Do we want to redefine or create a new word for curatorial practices?

It is important to emphasize that they are feminisms in the plural, because they are stories and memories; however, it is also necessary to mention dissident women and bodies that do not identify with these terms. The future is collective and diverse because we have many voices.

Intergalactix: A transfeminist curatorship seeks to break with traditional models of exploitative capitalist rhythms (the ephemerality of products) and aligns itself with the idea of spiraling time: long-term, committed, flexible projects where voices constantly dialogue, where critical questions are revealed. For example, Cognate Collective, in collaboration with translators and scholars of the Kumeyaay, Tongva, Kaqchikel, Zapoteco, and Mixteco languages, asks: How can you contribute to the decolonial project when you find yourself in a land of other Indigenous peoples, when as mestizos from migrant families we have other narratives?

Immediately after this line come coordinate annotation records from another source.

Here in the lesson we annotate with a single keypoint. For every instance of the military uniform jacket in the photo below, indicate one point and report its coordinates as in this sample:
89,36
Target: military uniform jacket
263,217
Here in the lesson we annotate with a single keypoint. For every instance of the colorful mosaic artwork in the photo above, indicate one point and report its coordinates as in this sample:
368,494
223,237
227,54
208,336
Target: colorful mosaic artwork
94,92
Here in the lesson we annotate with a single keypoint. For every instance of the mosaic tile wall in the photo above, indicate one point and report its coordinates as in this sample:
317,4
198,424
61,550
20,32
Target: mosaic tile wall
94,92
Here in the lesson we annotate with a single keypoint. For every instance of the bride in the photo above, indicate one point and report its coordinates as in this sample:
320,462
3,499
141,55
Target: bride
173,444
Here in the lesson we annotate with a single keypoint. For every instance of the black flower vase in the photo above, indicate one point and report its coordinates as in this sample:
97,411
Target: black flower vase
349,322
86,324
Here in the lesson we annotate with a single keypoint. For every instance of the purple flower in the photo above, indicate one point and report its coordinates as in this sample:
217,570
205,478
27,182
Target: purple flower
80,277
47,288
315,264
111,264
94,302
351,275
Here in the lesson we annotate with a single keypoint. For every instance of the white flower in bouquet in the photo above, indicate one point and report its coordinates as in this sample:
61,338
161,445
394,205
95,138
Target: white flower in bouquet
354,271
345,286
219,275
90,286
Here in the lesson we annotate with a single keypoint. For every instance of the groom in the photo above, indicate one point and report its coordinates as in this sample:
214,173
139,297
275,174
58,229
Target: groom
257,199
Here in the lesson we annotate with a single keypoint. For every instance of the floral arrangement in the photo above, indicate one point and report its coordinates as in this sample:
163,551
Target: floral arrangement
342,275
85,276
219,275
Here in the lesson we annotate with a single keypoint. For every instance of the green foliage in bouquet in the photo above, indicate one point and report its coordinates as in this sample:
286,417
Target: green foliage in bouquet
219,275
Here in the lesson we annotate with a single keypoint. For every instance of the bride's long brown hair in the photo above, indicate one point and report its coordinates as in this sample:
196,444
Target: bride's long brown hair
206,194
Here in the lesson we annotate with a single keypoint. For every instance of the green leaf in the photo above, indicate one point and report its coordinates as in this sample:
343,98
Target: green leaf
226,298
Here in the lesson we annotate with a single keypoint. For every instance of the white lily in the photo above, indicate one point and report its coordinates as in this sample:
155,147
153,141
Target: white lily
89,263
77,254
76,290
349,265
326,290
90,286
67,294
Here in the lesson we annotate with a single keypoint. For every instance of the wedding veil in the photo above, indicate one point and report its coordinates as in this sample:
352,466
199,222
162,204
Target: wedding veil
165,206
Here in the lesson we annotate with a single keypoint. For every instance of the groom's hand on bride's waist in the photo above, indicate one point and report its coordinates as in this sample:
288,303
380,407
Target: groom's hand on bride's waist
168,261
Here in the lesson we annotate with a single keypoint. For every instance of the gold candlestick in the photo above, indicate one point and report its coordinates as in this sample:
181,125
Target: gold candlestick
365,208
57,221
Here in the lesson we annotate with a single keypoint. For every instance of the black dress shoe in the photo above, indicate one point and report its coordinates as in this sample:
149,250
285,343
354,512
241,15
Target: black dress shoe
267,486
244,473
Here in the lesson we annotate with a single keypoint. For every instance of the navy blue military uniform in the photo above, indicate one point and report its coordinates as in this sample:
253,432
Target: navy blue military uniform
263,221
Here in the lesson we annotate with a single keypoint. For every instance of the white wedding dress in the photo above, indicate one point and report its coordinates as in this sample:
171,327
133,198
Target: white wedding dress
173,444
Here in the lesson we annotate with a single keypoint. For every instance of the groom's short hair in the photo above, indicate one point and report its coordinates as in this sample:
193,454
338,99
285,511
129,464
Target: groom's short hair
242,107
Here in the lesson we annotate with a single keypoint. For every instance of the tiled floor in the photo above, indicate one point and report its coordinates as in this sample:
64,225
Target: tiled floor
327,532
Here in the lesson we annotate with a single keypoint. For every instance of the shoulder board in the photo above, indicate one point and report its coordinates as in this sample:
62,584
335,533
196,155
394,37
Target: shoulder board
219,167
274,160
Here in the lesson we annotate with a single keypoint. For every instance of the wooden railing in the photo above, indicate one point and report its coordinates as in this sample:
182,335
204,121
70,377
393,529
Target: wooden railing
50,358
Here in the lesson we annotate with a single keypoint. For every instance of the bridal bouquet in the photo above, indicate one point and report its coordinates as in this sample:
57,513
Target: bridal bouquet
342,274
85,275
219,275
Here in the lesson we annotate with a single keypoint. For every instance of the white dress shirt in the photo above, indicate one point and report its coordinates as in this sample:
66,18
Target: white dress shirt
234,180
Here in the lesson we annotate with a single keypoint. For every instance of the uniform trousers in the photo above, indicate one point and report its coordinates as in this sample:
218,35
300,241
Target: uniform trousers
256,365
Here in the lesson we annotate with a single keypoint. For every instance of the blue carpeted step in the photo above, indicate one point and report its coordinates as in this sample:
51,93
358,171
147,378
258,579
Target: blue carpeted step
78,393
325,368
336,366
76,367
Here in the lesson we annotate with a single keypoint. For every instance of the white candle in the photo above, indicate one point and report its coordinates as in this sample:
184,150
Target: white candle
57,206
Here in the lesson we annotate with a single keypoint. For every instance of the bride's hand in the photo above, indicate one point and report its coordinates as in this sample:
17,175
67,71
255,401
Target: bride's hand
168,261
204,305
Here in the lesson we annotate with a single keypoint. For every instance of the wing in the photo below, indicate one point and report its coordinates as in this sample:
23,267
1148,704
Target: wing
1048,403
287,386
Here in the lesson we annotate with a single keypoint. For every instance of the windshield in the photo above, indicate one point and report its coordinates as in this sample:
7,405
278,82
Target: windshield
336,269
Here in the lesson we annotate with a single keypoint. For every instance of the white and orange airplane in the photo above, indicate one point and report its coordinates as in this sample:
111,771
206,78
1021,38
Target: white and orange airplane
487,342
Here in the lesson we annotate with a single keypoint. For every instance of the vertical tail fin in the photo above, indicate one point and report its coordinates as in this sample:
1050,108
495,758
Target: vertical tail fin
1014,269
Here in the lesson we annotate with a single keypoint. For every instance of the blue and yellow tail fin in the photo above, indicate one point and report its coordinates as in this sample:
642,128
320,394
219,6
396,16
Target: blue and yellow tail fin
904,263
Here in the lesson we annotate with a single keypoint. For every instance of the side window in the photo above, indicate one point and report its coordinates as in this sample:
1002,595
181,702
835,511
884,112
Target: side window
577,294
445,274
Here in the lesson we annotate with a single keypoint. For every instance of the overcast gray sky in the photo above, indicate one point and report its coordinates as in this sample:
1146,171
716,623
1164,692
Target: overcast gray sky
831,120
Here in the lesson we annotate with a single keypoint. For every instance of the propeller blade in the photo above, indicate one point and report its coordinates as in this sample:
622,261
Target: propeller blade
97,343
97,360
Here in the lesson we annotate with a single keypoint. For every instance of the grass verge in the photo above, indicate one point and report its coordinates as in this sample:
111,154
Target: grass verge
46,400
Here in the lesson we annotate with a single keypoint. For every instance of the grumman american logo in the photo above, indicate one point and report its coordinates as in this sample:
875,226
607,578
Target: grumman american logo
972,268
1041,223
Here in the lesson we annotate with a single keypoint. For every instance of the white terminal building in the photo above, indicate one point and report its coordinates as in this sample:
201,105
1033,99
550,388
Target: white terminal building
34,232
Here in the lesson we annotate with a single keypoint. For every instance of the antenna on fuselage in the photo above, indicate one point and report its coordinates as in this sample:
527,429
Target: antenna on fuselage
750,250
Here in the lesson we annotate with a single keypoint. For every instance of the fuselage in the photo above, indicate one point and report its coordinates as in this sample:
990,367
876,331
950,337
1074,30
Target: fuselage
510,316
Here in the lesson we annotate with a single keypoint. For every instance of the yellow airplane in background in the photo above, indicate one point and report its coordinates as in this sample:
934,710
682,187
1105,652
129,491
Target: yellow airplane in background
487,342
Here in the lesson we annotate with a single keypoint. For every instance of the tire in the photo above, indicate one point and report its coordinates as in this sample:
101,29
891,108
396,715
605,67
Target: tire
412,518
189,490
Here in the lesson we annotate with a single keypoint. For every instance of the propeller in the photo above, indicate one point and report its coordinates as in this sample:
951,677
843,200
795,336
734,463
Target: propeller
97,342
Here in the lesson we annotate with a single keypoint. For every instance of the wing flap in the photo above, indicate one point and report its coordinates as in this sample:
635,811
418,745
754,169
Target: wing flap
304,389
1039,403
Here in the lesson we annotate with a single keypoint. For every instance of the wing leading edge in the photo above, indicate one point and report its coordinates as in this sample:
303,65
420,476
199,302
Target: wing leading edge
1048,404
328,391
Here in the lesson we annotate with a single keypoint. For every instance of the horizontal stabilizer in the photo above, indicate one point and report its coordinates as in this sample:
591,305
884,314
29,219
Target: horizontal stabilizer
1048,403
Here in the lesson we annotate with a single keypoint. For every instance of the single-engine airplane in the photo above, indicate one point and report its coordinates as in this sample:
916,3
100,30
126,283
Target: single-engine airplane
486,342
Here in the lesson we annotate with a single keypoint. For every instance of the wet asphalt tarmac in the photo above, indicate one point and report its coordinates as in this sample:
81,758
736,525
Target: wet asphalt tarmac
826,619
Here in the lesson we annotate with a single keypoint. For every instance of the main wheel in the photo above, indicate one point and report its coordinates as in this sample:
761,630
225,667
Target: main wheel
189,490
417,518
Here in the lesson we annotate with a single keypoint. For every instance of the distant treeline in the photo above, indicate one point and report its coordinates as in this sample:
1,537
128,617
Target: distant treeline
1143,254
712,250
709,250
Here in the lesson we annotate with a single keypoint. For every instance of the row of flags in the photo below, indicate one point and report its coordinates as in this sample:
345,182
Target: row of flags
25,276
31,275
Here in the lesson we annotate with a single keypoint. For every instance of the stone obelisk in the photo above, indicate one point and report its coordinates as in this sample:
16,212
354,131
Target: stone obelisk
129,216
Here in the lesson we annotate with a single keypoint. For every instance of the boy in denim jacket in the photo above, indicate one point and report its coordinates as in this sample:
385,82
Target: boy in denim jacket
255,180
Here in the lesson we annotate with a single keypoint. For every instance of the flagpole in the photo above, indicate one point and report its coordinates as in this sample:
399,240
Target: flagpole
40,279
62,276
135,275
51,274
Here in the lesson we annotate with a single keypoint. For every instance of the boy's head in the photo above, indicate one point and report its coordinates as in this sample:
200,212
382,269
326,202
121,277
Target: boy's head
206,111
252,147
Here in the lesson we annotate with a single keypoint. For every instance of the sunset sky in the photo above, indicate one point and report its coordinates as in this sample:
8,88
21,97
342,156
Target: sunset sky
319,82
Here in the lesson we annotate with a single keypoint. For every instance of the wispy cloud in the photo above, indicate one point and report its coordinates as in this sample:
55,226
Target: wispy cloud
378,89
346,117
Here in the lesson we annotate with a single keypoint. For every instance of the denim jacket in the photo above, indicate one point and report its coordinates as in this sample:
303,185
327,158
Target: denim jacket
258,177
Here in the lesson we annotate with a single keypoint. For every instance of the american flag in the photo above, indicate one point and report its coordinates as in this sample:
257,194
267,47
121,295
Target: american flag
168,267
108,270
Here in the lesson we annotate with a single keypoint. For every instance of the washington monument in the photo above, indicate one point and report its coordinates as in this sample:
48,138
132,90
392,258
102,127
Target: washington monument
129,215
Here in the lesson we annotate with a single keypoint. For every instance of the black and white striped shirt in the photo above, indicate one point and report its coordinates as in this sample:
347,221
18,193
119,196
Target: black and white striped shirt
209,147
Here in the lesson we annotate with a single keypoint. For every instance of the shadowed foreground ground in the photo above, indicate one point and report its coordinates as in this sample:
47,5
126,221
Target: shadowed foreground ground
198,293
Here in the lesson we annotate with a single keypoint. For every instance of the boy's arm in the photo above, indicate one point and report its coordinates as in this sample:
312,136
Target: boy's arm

A transfeminist curatorship seeks to ally itself with other resistances, seeks to weave solid relationships, and recognizes that there are also multiple and infinite forms.

Spiral thinking implies turning to relate from different points: opening horizons, expansion and contraction. With Intergalactix and Kaqjay Moloj, Beatriz Cortez, and Fiebre Ediciones, we have learned that time is long, continuous; it is the futures circulating within the past and the present. Futures are heard from the past and reflected in our present, then back to the past.

PFAC: As a collective and community, we are constantly imagining a future of decolonization and feminism. This imaginary is reflected in our initiatives to build alongside emerging artists of feminized or non-binary identities, in order to produce diverse knowledge, create an archive of complicit artists, and articulate an authentic feminist curatorial gaze embracing our conversations and struggles.

Casa MA: How can we imagine the future when the past has not yet been examined? How are we going to live that future when violence is chronic in the present? How to wake up tomorrow with all these books that have not yet been written? How to transform museums that have not even been created? How to convince them that we exist?

Gala Berger of Casa Ma turns the last question into more questioning that traces possibilities. This conversation, more than an interaction, sought, paraphrasing Donna Haraway, an infringement to affect and be affected by the words of others. In this spectrum of questioning, I ask: Are we aware that our privilege brought us to this space? How are we incorporating political battles about the body, the land, and capitalism into our practices? How is our theory a politically active social tool? Are we naming these realities comfortably for the art world? In this conversation many collectives raise questions as a means of encounter. This is one more way of breaking exercises of power, even if our closeness to hegemonic cultural capital is undeniable.

What should we do with this capital? I am sure that for many of us, naming it is no longer enough; therein lies the possibility of the sovereignty of the imagination: a future without the need to affirm our existence.